Di Gaetano Liardo il . Calabria, Emilia-Romagna, Lazio

Cosche del cosentino e della locride, un colonnello dei carabinieri e un immobiliarista romano. 77 fermi e beni sequestrati per il valore di oltre 200 milioni di euro. Arresti in Calabria, Trentino Alto Adige, Emilia Romagna, Toscana. Sequestrate 30 società di capitale, 10 ditte individuali, 9 fabbricati, 16 terreni, 28 automezzi, quote societarie, polizze vita e rapporti bancari. Armi da guerra ed esplosivi. Codici alfanumerici per indicare società e imprese. Cocaina e affari. Una rete internazionale che dal Sud America, abbraccia la Spagna, la Calabria e numerose regioni italiane. Il tentativo di tracciare nuove rotte e di utilizzare nuovi mezzi di trasporto. Sono questi alcuni dei retroscena dell’operazione Overloading, coordinata dalla Dda di Catanzaro ed eseguita dagli uomini della polizia tributaria e dello Scico della Guardia di Finanza, con l’ausilio del Comando provinciale dei Carabinieri di Cosenza. 
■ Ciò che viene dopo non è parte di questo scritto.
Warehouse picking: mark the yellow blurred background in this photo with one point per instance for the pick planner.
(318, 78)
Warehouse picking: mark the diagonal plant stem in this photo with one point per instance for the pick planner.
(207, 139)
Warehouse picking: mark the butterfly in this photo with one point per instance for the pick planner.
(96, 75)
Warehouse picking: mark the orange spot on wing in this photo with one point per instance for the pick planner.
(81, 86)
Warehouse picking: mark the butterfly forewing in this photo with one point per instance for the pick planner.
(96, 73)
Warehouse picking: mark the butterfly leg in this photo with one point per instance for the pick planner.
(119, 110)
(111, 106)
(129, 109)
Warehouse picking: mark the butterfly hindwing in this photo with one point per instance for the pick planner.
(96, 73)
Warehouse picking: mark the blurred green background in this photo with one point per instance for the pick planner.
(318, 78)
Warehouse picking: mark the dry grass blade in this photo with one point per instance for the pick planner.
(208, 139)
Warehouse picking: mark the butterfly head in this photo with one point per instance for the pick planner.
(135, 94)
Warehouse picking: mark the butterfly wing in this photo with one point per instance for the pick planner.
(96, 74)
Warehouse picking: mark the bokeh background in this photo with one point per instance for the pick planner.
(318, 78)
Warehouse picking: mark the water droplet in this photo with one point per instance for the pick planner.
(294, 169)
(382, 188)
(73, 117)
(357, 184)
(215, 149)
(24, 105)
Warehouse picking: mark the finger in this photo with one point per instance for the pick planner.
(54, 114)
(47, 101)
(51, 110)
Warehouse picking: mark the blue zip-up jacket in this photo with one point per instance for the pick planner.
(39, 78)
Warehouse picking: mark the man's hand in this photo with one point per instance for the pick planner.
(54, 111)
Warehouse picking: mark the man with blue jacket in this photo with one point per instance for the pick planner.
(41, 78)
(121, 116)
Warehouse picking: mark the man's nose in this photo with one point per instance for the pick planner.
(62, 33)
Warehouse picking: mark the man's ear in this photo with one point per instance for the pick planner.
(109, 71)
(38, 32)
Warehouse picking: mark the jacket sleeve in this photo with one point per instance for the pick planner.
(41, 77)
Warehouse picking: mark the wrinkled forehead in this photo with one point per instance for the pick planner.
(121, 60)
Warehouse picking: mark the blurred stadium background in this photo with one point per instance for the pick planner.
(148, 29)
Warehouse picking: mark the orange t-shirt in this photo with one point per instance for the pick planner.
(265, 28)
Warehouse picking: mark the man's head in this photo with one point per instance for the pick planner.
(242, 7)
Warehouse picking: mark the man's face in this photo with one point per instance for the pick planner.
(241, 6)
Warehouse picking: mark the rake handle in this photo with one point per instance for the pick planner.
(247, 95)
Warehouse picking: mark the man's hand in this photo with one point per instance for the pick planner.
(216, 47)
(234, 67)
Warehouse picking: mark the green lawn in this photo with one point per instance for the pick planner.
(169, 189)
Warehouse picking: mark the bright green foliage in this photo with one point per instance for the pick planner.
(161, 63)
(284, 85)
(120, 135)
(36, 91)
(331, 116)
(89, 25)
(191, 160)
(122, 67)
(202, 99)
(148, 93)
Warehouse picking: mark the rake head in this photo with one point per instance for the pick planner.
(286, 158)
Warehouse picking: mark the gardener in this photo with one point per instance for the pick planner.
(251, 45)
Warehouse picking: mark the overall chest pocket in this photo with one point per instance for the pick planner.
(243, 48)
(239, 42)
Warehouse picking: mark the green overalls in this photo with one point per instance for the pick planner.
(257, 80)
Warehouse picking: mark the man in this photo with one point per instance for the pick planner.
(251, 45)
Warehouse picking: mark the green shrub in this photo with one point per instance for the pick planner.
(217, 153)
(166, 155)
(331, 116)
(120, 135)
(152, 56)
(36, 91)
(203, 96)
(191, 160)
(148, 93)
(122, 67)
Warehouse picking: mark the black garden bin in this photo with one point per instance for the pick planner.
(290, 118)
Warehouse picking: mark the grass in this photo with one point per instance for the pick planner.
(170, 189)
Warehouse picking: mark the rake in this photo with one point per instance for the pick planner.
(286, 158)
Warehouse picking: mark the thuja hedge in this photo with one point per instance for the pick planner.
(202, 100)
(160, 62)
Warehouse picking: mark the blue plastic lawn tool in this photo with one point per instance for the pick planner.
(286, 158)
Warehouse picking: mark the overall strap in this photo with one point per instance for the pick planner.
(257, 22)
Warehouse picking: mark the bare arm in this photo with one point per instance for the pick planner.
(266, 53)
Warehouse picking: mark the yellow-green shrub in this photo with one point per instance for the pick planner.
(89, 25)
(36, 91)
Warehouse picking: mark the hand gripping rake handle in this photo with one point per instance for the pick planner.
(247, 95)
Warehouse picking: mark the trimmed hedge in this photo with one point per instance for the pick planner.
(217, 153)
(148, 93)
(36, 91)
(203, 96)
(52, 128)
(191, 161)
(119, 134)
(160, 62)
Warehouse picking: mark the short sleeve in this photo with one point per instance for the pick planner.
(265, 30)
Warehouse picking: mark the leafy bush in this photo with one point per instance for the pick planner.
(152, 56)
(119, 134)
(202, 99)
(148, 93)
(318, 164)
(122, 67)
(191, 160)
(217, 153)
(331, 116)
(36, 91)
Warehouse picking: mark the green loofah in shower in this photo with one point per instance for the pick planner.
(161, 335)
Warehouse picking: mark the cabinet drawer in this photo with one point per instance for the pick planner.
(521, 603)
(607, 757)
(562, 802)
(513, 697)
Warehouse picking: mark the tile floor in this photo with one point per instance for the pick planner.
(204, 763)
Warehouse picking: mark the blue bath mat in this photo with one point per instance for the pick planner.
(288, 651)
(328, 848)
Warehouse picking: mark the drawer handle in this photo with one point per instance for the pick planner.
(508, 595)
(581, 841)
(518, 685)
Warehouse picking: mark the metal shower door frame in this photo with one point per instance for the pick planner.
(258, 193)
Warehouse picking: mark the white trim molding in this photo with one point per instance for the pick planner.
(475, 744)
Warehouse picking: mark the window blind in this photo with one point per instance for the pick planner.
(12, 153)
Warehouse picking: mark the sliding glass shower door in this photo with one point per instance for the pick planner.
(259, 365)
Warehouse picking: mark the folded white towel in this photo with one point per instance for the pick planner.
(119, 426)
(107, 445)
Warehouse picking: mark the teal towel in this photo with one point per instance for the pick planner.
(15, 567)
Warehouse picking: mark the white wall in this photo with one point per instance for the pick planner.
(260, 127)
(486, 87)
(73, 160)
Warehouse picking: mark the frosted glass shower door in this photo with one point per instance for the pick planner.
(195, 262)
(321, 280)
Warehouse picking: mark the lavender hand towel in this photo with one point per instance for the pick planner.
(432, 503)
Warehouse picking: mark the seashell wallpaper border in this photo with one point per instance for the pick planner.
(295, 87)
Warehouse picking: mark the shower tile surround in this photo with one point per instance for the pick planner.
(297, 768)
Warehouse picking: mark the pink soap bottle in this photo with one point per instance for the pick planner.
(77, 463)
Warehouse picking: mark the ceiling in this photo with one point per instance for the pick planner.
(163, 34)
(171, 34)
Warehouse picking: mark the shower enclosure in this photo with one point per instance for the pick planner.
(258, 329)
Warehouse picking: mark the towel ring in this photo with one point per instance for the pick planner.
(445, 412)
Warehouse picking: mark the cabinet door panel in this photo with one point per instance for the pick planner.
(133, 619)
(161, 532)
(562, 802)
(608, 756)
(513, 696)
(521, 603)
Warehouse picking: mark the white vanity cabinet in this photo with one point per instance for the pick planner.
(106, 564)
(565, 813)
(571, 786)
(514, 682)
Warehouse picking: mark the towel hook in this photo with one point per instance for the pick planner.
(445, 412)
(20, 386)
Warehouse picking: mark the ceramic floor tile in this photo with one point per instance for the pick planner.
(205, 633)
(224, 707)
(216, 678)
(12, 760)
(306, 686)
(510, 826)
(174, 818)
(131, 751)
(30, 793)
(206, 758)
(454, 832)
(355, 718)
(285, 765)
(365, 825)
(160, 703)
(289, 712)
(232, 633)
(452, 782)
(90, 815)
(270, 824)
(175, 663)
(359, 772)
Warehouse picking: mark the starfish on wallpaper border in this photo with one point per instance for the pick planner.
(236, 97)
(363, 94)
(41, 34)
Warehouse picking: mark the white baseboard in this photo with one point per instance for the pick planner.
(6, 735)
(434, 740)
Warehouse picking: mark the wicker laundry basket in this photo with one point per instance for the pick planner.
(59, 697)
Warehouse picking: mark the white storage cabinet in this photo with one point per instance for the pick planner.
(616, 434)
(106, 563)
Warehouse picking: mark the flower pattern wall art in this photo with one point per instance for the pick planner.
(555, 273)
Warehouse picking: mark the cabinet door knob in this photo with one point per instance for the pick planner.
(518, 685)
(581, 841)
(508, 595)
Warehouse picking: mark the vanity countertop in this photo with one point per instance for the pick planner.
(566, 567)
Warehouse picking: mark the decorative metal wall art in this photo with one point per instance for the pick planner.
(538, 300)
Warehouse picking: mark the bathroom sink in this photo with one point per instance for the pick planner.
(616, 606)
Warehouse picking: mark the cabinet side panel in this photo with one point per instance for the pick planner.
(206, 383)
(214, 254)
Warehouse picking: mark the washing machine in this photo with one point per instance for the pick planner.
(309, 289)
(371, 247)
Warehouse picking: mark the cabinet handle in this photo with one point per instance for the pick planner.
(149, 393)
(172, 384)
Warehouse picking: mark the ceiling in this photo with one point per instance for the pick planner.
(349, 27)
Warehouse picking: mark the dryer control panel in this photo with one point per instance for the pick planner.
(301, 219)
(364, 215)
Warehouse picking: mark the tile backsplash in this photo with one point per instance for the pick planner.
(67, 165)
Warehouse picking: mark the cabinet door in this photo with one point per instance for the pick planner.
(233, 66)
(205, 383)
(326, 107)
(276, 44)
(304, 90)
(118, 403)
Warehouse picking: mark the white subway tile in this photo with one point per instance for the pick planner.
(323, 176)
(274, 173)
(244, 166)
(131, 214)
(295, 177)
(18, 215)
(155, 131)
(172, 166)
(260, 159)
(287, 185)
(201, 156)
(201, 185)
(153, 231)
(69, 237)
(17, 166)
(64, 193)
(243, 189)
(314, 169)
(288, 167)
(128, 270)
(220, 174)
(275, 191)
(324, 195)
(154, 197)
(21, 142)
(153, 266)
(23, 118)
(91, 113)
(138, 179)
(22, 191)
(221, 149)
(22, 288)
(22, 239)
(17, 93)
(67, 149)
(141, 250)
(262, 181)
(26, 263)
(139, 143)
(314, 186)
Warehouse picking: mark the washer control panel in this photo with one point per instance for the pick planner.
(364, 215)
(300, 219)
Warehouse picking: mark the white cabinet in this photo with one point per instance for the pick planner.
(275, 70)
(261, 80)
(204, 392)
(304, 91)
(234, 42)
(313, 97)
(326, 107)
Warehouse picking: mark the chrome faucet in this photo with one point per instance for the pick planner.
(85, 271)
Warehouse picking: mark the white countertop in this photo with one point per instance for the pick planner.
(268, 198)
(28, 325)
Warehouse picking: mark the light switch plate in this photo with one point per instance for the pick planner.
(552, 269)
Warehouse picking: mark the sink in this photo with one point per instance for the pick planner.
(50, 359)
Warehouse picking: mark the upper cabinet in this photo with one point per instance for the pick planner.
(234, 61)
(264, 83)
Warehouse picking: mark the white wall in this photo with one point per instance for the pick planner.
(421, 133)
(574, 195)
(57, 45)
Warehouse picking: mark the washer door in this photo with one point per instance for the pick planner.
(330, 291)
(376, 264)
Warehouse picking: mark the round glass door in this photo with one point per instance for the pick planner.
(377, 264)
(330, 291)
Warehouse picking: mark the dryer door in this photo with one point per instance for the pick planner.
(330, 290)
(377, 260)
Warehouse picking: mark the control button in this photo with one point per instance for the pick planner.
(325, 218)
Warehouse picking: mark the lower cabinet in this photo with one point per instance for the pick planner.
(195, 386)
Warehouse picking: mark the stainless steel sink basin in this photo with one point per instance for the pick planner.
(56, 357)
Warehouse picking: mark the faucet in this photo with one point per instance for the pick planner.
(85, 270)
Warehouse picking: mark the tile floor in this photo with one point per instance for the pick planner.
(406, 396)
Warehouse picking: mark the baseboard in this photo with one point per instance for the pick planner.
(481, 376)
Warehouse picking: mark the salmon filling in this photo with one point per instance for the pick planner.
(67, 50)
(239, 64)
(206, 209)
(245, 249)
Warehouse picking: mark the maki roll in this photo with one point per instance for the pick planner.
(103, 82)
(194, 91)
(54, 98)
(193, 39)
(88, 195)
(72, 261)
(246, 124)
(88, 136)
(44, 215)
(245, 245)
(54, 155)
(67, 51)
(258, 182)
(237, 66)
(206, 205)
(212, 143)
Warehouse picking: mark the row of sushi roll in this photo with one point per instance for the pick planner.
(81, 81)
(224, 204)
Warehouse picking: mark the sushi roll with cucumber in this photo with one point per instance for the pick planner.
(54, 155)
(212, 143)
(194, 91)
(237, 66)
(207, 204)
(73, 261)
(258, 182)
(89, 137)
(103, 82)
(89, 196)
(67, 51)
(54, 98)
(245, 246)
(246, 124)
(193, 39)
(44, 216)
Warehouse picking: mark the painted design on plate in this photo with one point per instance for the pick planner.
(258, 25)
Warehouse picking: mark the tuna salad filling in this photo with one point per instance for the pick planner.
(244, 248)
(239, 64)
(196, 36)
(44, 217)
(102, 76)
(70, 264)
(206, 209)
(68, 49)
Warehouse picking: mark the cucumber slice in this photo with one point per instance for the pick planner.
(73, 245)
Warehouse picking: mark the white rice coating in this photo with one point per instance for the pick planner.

Coinvolti nell’operazione il clan Muto, egemone della fascia tirrenica cosentina, e le storiche famiglie di San Luca. Alleate nel business della droga. La cocaina, tramite i contatti della ‘ndrangheta calabrese con i narcos, veniva importata dall’America Latina e fatta arrivare, via Spagna, nel cosentino. Da qui veniva smistata per lo spaccio nelle varie regioni italiane. A capo del traffico il boss Francesco Muto, conosciuto come il “re del pesce”, che dal carcere riusciva ad impartire disposizioni ai figli. Coinvolti anche Antonio Strangio e Bruno Pizzata, entrambi di San Luca, che godevano di un importante appoggio a Roma. L’immobiliarista Federico Marcaccini, destinatario della maggior parte dei sequestri ordinati dalla Dda. Secondo l’accusa Marcaccini avrebbe fornito a Strangio e Pizzata svariati milioni di euro per l’importazione della droga sudamericana. In manette anche un colonnello dei carabinieri in servizio a Bolzano, nella cui abitazione sono stati ritrovati armi pesanti ed esplosivo. Sul ruolo che il militare dell’arma avrebbe svolto gli inquirenti mostrano molta attenzione. Dalle informazioni date dagli inquirenti, infatti, il colonnello Luigi Verde avrebbe svolto un ruolo nel trasferimento delle sostanze stupefacenti.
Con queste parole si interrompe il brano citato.